When Ghana's first mining-specific legislation, PNDC Law 153, was enacted in 1986, the law was heralded as a shining example of best practice by many. The legislation sought to provide a stable policy environment in addition to significant financial incentives, as a means of encouraging investment. The replacement of the 1986 law with the Minerals and Mining Act in 2006, developed with technical assistance from the World Bank, represented a continued focus on investment promotion.
Many of the fiscal incentives in the 1986 law were retained or, in some cases, enhanced. The success of these mining codes in promoting investment is clear, with mining output increasing significantly since 1986. However, the increase in mining levels does not necessarily equate to better development outcomes for Ghana.
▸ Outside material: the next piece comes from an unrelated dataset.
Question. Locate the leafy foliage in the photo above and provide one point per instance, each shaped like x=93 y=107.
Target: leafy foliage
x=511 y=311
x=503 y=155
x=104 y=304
This paper examines one key change that occurred in the shift to the new mining code - the removal of the additional profits tax. This tax was intended to ensure that Ghana benefits from any windfall profits derived from higher commodity prices. Its removal raises an issue as
to whether Ghana has the right fiscal regime to ensure that it derives full benefits from recent and future increases in commodity prices (particularly gold). Drawing on recent tax policy literature on the benefits and practicality of a 'rent' tax, this paper suggests that serious consideration should be given to reintroducing such a windfall profits tax into Ghana's mining legislation.